Can't get my semicolons right, I guess. Noob question-alert

Hi folks!

This is my first posting. So a short introduction of myself:
I’ve be programming since 1977. Used many languages, but mainly Pascal, Modula-2, C++ and C (about in that sequence). Other languages were Fortran, assembler, obj-C, NewtonScript and Tcl/Tk (still active for quick tools).
My last job was embedded hard- and software-development in C.
So last year, I decided to try something completely new and ended at OCaml. Gave it up (other reasons) and started again a few months ago. My main reference is R. Clarcson’s book and his videos.

Because I learn best with self-assigned tasks, I wrote an XML-parser (that works, with limitations. Not a full blown validating parser with DTD etc.).

Finally, here is what I’m stuck at since days:
Read the function as if a C-programmer wrote it. There is (should be) only a single point of return. And that is the last line.
I’ll provide the required records, so it should (!) compile.

type tagAttrRcrd = {
  attrib : string;
  value  : string;
}

type xmlElementRcrd = {
  tagStr   : string;
  tagType  : tagVariant;
  tagAttrs : tagAttrRcrd list;
  value    : string;
  children : xmlElementRcrd list;
}

let rec xmlDump ?(indent = 0) ?(inStr = "") element : string =
  let buff = Buffer.create 100 in
    bprintf buff "%s%s%s" inStr (String.make indent ' ') element.tagStr;
  
    if element.tagAttrs <> [] then (
      List.iter (fun attr -> (bprintf buff " %s='%s'" attr.attrib attr.value)) element.tagAttrs
    );
    bprintf buff " \"%s\"\n" element.value;

    if element.children <> [] then (
      List.iter (bprintf buff "%s" (xmlDump ~indent:(indent + 2) ~inStr:(Buffer.contents buff))) element.children
    );

  Buffer.contents buff (* return *)

Compile fails at the second List.iter. So I assume, that xmlDump does not return the string that I want. But … I’m completely lost.
I also read Let* syntax, semicolon and chaining units at least two times.

Any help is welcome.

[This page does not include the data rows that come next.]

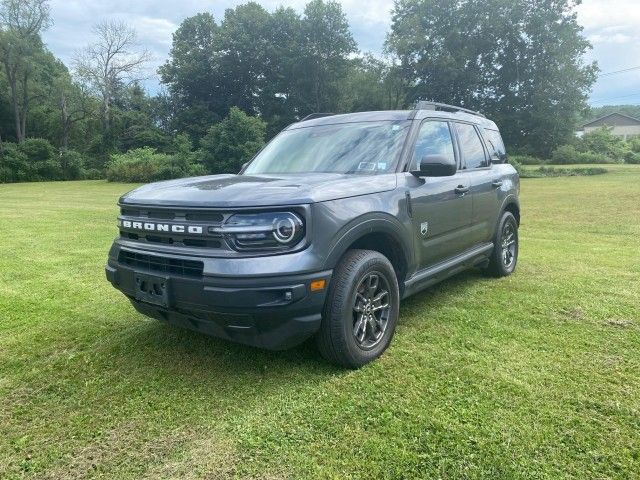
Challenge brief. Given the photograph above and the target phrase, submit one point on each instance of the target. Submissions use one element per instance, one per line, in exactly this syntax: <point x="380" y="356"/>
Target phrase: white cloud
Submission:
<point x="612" y="28"/>
<point x="610" y="25"/>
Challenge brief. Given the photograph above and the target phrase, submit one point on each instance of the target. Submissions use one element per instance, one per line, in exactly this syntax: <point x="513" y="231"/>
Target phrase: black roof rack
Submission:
<point x="428" y="105"/>
<point x="316" y="115"/>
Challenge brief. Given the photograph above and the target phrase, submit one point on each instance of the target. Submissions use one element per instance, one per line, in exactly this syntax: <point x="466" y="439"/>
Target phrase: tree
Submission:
<point x="114" y="61"/>
<point x="327" y="46"/>
<point x="520" y="61"/>
<point x="75" y="105"/>
<point x="21" y="22"/>
<point x="232" y="142"/>
<point x="193" y="76"/>
<point x="372" y="84"/>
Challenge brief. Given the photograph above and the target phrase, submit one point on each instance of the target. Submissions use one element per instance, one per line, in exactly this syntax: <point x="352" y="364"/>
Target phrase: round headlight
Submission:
<point x="263" y="231"/>
<point x="284" y="230"/>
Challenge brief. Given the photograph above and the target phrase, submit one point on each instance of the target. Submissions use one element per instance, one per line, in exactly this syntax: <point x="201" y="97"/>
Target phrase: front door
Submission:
<point x="441" y="206"/>
<point x="484" y="182"/>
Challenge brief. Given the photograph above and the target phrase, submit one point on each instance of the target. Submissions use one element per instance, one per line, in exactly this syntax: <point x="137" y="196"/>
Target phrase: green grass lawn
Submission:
<point x="532" y="376"/>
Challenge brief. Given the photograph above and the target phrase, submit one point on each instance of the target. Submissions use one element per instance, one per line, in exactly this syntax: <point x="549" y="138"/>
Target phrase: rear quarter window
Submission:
<point x="497" y="152"/>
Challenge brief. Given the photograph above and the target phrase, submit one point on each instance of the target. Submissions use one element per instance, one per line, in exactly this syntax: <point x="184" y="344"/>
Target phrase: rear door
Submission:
<point x="484" y="181"/>
<point x="441" y="206"/>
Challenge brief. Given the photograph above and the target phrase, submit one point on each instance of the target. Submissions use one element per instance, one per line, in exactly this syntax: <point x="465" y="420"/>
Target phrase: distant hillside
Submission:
<point x="597" y="112"/>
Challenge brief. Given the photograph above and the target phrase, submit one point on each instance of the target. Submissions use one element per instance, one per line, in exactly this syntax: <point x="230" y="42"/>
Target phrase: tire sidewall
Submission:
<point x="507" y="217"/>
<point x="379" y="264"/>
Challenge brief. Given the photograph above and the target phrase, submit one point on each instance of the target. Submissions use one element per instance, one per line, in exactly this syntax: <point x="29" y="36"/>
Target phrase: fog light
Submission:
<point x="317" y="285"/>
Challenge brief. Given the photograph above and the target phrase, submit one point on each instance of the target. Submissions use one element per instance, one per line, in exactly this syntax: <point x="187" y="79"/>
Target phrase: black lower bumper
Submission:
<point x="273" y="313"/>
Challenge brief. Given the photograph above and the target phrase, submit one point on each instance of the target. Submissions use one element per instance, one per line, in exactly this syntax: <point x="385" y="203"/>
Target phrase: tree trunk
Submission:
<point x="64" y="118"/>
<point x="24" y="109"/>
<point x="106" y="111"/>
<point x="13" y="86"/>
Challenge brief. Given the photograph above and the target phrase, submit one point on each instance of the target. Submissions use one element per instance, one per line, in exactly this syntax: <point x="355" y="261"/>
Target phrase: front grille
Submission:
<point x="202" y="219"/>
<point x="154" y="263"/>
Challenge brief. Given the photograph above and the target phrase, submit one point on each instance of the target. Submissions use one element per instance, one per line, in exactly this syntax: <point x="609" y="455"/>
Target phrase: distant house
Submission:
<point x="621" y="125"/>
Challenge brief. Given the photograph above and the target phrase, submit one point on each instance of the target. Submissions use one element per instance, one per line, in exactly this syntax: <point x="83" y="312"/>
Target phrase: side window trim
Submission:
<point x="414" y="141"/>
<point x="463" y="161"/>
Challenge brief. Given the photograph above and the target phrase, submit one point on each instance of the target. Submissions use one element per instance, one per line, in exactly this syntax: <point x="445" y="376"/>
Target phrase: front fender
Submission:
<point x="375" y="222"/>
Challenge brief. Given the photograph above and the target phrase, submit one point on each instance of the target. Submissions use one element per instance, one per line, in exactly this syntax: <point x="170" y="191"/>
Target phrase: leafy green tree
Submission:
<point x="232" y="142"/>
<point x="328" y="44"/>
<point x="22" y="52"/>
<point x="371" y="84"/>
<point x="522" y="62"/>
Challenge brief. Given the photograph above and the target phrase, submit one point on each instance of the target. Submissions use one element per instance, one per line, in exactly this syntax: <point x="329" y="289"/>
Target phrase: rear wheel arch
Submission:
<point x="513" y="207"/>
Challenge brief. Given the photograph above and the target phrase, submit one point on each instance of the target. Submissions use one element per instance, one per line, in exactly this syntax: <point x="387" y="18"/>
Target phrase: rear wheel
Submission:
<point x="505" y="251"/>
<point x="361" y="310"/>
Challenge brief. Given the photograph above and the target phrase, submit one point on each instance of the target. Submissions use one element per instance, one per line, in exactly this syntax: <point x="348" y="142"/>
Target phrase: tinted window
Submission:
<point x="495" y="144"/>
<point x="357" y="148"/>
<point x="471" y="146"/>
<point x="434" y="138"/>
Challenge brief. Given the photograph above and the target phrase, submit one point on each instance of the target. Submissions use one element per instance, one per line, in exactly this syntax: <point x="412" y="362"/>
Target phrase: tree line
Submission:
<point x="231" y="83"/>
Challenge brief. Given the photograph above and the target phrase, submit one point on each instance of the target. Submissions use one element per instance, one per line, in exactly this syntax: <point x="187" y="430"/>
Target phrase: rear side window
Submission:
<point x="472" y="149"/>
<point x="434" y="138"/>
<point x="495" y="144"/>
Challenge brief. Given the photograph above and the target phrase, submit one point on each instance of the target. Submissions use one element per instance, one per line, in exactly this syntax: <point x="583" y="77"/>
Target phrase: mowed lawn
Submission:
<point x="532" y="376"/>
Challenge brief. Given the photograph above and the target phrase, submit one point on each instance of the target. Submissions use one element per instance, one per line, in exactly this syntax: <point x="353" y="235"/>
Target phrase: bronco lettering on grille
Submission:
<point x="161" y="227"/>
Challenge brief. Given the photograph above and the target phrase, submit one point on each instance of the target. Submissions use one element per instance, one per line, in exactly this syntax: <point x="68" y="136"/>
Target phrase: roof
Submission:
<point x="616" y="118"/>
<point x="393" y="115"/>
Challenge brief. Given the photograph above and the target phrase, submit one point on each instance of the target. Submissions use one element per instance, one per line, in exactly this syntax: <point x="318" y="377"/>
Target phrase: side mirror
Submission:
<point x="436" y="166"/>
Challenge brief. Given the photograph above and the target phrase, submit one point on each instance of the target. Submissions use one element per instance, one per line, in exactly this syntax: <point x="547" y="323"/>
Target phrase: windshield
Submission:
<point x="364" y="148"/>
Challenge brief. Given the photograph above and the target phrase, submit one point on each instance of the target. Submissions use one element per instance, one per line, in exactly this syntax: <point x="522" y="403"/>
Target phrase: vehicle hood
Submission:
<point x="257" y="191"/>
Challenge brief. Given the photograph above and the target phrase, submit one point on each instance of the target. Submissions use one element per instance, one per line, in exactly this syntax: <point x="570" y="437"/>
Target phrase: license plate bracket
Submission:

Feel free to critisize me, I know I still have to learn at lot!

Thanks,
Nick

The code does not compile as-is so I added

type tagVariant = unit
let bprintf = Printf.bprintf

At the beginning.

When you try to compile it you get

File "./tt.ml", line 27, characters 35-95:
27 |       List.iter (bprintf buff "%s" (xmlDump ~indent:(indent + 2) ~inStr:(Buffer.contents buff))) element.children
                                        ^^^^^^^^^^^^^^^^^^^^^^^^^^^^^^^^^^^^^^^^^^^^^^^^^^^^^^^^^^^^
Error: This expression has type xmlElementRcrd -> string
       but an expression was expected of type string
  Hint: This function application is partial,
  maybe some arguments are missing.

Which tells you that in the second List.iter you’re not passing in the element argument to xmlDump. If you add it (List.iter takes a function and iterates over the arguments) like so

      List.iter (fun e -> bprintf buff "%s" (xmlDump ~indent:(indent + 2) ~inStr:(Buffer.contents buff) e)) element.children

then it compiles.

If I were to simplify I’d go for something like this:

type tagVariant = unit

type tagAttrRcrd = {
  attrib : string;
  value  : string;
}

type xmlElementRcrd = {
  tagStr   : string;
  tagType  : tagVariant;
  tagAttrs : tagAttrRcrd list;
  value    : string;
  children : xmlElementRcrd list;
}

let rec xmlDump ?(indent = 0) ?(inStr = "") element =
  let buff = Buffer.create 100 in
  Printf.bprintf buff "%s%s%s" inStr (String.make indent ' ') element.tagStr;
  
  List.iter (fun attr ->
    Printf.bprintf buff " %s='%s'" attr.attrib attr.value)
    element.tagAttrs;
  Printf.bprintf buff " \"%s\"\n" element.value;

  List.iter (fun child ->
    Printf.bprintf buff "%s" (xmlDump ~indent:(indent + 2) ~inStr:(Buffer.contents buff) child))
    element.children;

  Buffer.contents buff

(No need to check for emptiness of the lists, as List.iter will call the function n times for a list of length n, thus 0 times for an empty list)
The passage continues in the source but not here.